Теперь роман смущает меня примитивностью – это просто биография парня, банальнейшая история влюбленности. Любовь пасует перед миллионом причин: расстоянием, изменой, гордостью, религией, деньгами, болезнями. Чем моя история достойнее других?
Мне она казалась достойной. Жизнь в таком городе душит множеством способов.
Если в лесу падает дерево, еще не факт, что поднимется шум.
Когда парень западает на сына епископа, у которого есть секрет, еще не факт, что получится история.
За последние две недели Себастьян приходил на семинар лишь однажды. Фуджита объяснил, что у него тоже конец учебного года, поэтому он берет перерыв, но вернется ко дню сдачи работ.
Когда Себастьян в последний раз появился на семинаре, он сидел за первой партой с Сабиной и Леви, буквально уткнувшись в последние главы их романов. Волосы то и дело падали ему на глаза, и он машинально их убирал. Рубашка обтянула ему спину, и я вспоминал его без рубашки, вспоминал умопомрачительный рельеф его торса. После разрыва находиться с ним в одном классе было по-настоящему больно. Как, спрашивается, такое возможно? Сижу за партой, никто не трогает, а мне больно. Грудь, ноги, руки, горло – болит абсолютно все.
Осень при этом сидела рядом и, виновато сгорбившись, пыталась слушать, что Фуджита говорит о редактировании формата и стиля. Посмотрев на Себастьяна, она каждый раз переводила взгляд на меня, безмолвно спрашивая: «Ты сказал ему?»
Впрочем, ответ Осень знает. Чтобы рассказать о чем-то Себастьяну, нужно общаться с ним. Мы не обменивались ни сообщениями, ни имейлами, ни записками в папках. Наш разрыв медленно меня убивает – врать тут бесполезно.

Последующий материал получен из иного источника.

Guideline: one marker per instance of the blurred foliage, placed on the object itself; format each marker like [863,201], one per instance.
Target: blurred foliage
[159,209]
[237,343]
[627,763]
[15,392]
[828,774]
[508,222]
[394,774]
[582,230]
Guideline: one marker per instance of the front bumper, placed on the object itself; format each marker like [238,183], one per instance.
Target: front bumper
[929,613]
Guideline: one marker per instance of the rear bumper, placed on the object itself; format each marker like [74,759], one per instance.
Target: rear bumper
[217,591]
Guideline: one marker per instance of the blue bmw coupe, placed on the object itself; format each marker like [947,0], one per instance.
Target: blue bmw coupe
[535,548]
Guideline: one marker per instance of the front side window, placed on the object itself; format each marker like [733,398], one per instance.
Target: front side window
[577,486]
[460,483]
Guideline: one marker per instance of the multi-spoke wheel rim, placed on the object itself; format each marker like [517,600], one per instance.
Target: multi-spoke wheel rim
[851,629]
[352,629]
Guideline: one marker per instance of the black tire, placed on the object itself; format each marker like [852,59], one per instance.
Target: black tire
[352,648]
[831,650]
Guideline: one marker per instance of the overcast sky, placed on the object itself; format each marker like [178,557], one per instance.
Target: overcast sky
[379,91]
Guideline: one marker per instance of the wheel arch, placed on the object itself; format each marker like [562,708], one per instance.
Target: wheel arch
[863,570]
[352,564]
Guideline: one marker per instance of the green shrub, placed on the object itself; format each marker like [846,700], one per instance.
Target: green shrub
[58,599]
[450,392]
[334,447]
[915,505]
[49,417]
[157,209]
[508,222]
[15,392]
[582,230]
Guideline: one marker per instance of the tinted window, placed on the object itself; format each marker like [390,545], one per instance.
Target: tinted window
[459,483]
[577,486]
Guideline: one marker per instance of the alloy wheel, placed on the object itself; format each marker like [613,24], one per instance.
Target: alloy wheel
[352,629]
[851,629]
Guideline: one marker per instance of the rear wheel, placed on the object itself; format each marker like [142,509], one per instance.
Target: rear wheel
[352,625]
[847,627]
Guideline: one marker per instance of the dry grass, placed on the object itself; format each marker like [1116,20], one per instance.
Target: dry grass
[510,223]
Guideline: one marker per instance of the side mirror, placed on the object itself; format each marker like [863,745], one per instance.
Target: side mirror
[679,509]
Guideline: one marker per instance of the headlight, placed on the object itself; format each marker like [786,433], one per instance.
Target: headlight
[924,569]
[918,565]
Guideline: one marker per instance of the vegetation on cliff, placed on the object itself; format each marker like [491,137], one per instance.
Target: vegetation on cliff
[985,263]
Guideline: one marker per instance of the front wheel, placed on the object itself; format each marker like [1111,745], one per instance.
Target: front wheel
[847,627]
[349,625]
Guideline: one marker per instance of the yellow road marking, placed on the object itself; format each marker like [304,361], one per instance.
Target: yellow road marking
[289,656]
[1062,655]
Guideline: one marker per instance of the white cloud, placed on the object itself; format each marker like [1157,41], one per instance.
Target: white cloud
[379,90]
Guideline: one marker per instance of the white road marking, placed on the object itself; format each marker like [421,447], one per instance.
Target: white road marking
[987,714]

Ребенком я видел фильм, пожалуй слишком сложный для моего тогдашнего возраста, но одна сцена врезалась в память так, что порой врывается мне в мысли и доводит до дрожи. В ней женщина с ребенком переходит через дорогу. Малыш бросается вперед и попадает под машину. Что дальше, я не помню, но несчастная кричит, потом пятится, чтобы «отмотать пленку назад». От боли и отчаяния рассудок на миг мутнеет, и ей кажется, что впрямь получится вернуть все на круги своя.
Не хочу сравнивать разрыв с бойфрендом и гибель ребенка – я не настолько мелодраматичен, – но чувство беспомощности, абсолютной безысходности просто оглушительно. Порой от него на пустом месте тошнота накатывает. Случившееся я исправить не в силах. Я не в силах вернуть Себастьяна.
Родителям я сказал, что у нас ничего не вышло. Как бы они меня ни подбадривали, как бы мы с Осенью ни старались вернуть наши отношения в прежнее комфортное русло, черная туча преследует меня всюду. Я плохо ем. Я много сплю. Я плевать хотел на свой идиотский роман.
Через три недели после нашего расставания и за восемь дней до срока сдачи семинарской работы я возвращаюсь домой и вижу: на ступеньках нашего крыльца сидит Себастьян.
Неловко признавать, но я тотчас начинаю плакать.
Нет, я не бьюсь в истерике, рухнув на тротуар, но горло сжимается, а глаза щиплет. Может, плачу я от страха, что он вернулся бередить мне раны – подарит мне надежду, а потом снова бросит, по-миссионерски легко.
Себастьян встает, вытирая ладони о спортивные брюки. Ясно, он пришел сюда прямо с тренировки.
– Я решил прогулять футбол, – говорит он вместо приветствия. Голос дрожит: так сильно Себастьян нервничает.
– Правда? – Голос дрожит и у меня.
– Ага. – На губах у Себастьяна кривоватая улыбка, неуверенная, даже вопросительная. Так мы улыбаемся? Это круто?
Догадка похожа на гром среди ясного неба: я увидел его настоящую улыбку. Я его отдушина.
Себастьяну не досталось ни Осени, ни Пола и Дженны Скотт, ни Мэнни, ни даже Хейли, которая ненавидит меня, но принимает таким, как есть.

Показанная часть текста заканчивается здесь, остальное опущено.